Caribbean people have changed history: some of them were Trinidadian Henry Sylvester-Williams, who hosted the First Pan-African Conference in London in 1900; Jamaican Marcus Garvey, who started the Black Star Line in the US in 1919; and Trinidadian Kwame Ture, a leader of SNCC and Black Panthers in the mid-20th century US Civil Rights movement. One group of Caribbean people who has also made history is the West Indian students who took over the computer lab of Sir George Williams University in Montreal, Quebec, Canada, in 1969. (The university is now part of Concordia University.) Referred to as The Computer Riot or the Sir George Williams Affair, it changed not only the university—which would make important student-centred reforms afterwards—but also its participants, who went on to influence revolutionary events in the Caribbean as well. Trinidad-born filmmaker Selwyn Jacob is now documenting the historic event a release from the T&T Film Company said. A producer with the Canadian Film Board, Jacob was in Trinidad in February and March to shoot footage for the documentary feature The Ninth Floor.

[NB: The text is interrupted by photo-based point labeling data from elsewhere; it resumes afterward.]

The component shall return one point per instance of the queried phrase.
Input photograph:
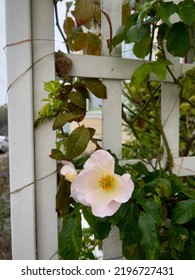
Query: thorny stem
(58, 24)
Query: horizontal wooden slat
(106, 67)
(182, 166)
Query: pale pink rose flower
(99, 187)
(68, 171)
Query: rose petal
(105, 210)
(102, 159)
(85, 182)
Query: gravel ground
(5, 230)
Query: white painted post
(45, 167)
(20, 115)
(111, 108)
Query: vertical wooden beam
(45, 167)
(111, 108)
(20, 115)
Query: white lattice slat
(45, 167)
(20, 116)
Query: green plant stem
(162, 133)
(58, 25)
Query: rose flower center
(107, 181)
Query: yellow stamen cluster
(107, 181)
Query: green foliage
(158, 222)
(141, 26)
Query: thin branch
(58, 24)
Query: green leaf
(162, 33)
(50, 86)
(160, 68)
(119, 37)
(68, 26)
(186, 11)
(91, 131)
(141, 73)
(145, 9)
(70, 237)
(162, 186)
(62, 119)
(165, 10)
(46, 111)
(78, 99)
(184, 211)
(63, 197)
(96, 87)
(153, 207)
(100, 226)
(178, 236)
(57, 154)
(178, 40)
(128, 224)
(84, 11)
(94, 44)
(120, 214)
(137, 32)
(140, 168)
(188, 253)
(77, 142)
(77, 41)
(149, 239)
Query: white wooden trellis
(32, 173)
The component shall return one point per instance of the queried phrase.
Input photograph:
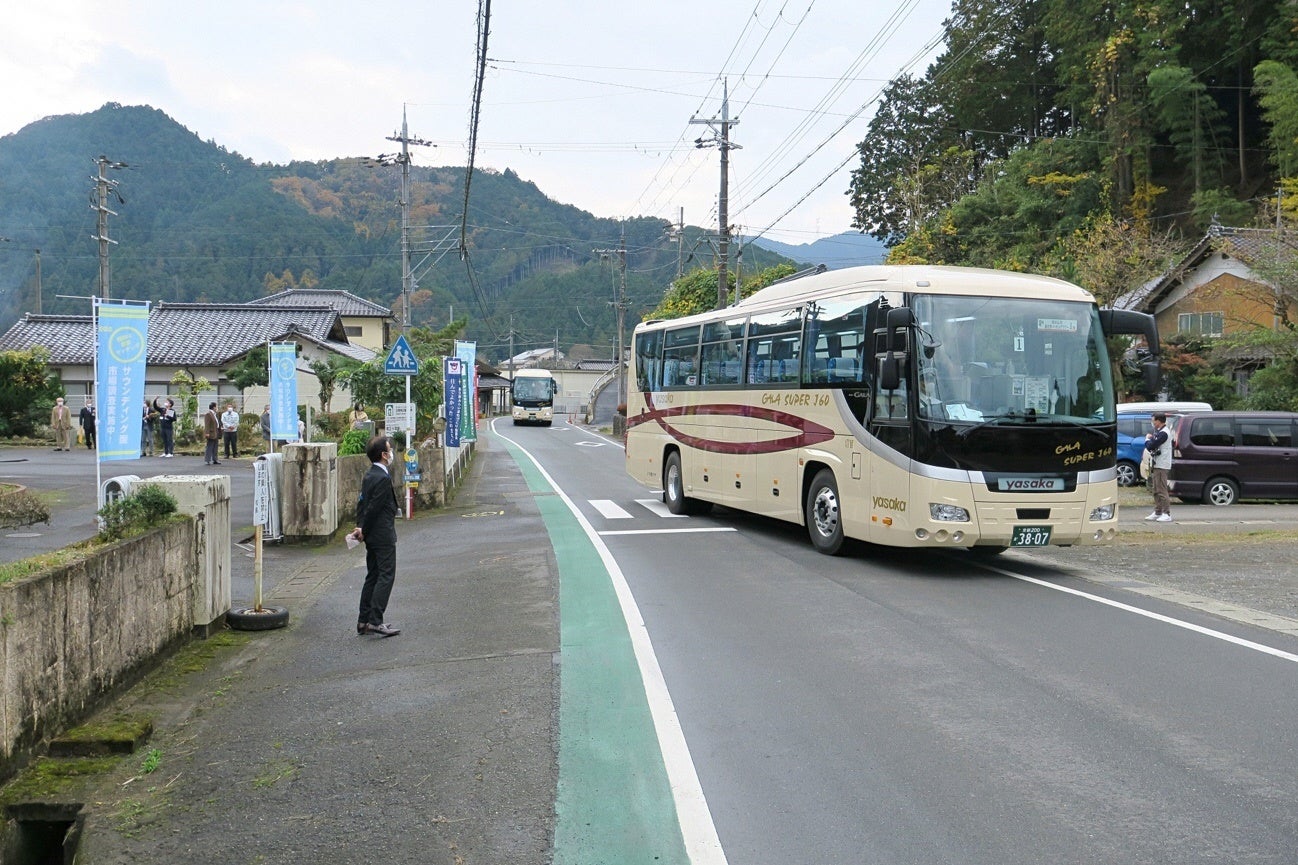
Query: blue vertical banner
(467, 353)
(452, 396)
(283, 391)
(121, 351)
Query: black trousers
(380, 563)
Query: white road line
(1157, 617)
(609, 509)
(697, 830)
(662, 531)
(658, 508)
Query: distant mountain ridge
(846, 250)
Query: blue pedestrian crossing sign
(401, 360)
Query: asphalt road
(881, 707)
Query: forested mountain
(1055, 134)
(197, 222)
(846, 250)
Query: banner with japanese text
(467, 352)
(452, 385)
(283, 391)
(121, 351)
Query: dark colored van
(1220, 457)
(1133, 422)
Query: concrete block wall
(309, 498)
(70, 635)
(207, 498)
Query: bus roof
(905, 278)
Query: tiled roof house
(364, 321)
(1215, 291)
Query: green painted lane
(614, 803)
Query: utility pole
(679, 233)
(619, 307)
(403, 159)
(99, 203)
(721, 138)
(512, 348)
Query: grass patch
(122, 734)
(195, 657)
(42, 563)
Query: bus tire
(674, 490)
(674, 486)
(823, 513)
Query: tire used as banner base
(268, 618)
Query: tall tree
(1277, 87)
(911, 164)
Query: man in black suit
(375, 525)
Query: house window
(1201, 324)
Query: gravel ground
(1245, 555)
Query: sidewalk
(314, 744)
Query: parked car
(1220, 457)
(1132, 426)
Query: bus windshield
(1007, 360)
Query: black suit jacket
(377, 508)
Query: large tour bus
(532, 394)
(902, 405)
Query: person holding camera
(1161, 451)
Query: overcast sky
(589, 100)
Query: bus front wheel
(823, 514)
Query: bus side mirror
(1151, 370)
(900, 321)
(889, 370)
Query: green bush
(144, 508)
(20, 508)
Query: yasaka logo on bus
(1029, 485)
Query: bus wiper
(997, 420)
(1029, 417)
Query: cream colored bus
(902, 405)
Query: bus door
(892, 413)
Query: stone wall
(72, 635)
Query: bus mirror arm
(900, 318)
(889, 370)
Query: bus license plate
(1031, 537)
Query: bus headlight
(948, 513)
(1103, 512)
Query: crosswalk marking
(666, 531)
(609, 509)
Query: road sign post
(401, 361)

In an interview on March 10, Jacob said he had long wanted to make a film on the dramatic event. He said that as a young man, he promised himself, “If I ever did make it to film school… I’d like to tell this story. It was a bit of ambivalence for me. I wasn’t the aggressive type of student. I wondered if I were in that position what I would have done.” The incident, variously referred to by historical and journalistic sources as a riot or as a protest, had its roots in 1968 when six West Indian students protested allegedly racist grading by one of the university’s lecturers. School administration didn’t respond in a way black students found reassuring. On January 29, 1969, some 400 black students occupied the school’s computer lab on the ninth floor of the Henry F Hall Building to protest the school’s position.

 

It was the largest school occupation in Canadian history, according to Concordia’s student newspaper, The Link. By the end of the protest, which lasted until February 11, computer equipment had been thrown out the window, the lab had been set on fire and the school reported damage to the tune of CAN$3 million, The Link says. According to a Wikipedia article, the protesters said the police set the fire and police blamed the protesters. During his trip home, Jacob filmed interviews with surviving protesters living in Trinidad. His was one of nearly two dozen film shoots facilitated by the T&T Film Company (TTFC) in the past five months. In an interview, Jacob said about the Sir George Williams Affair, “It was an incident that split people along racial lines and within groups. Why would they damage the people’s computers? In a nutshell, that has been something that has been with me for my entire life.”

 

According to the release from the TTFC, while Jacob was in Trinidad, he and Canadian director Mina Shum interviewed artist and author Valerie Belgrave who had been one of those barricaded in the computer lab along with her late ex-husband Ian “Teddy” Belgrave. They also interviewed protesters Lynn Murray and Terrance Ballantyne, and Mark Chang, who was then the president of the West Indian Students Society at the university. Additionally, they interviewed two people who had not been in the protest itself: Hugo Ford, one of the original six students whose complaint led to the riot, and Bukka Rennie, a student there at the time. “The event triggered the revolutionary movement in the Caribbean, in terms of when people started thinking of national pride,” Jacob said. “That nationalism sort of filtered into the Black Power movement—a sense of black pride, nationality and independence.” He said it also might have contributed to the Grenada Revolution, which began on March 13, 1979. Having already filmed for three weeks in Montreal, Jacob and his team came to Trinidad to scout in February, and then filmed for nine days. “We’ve got the bulk of the film in the can and I’d think we’d spend about eight or nine months in editing,” he said.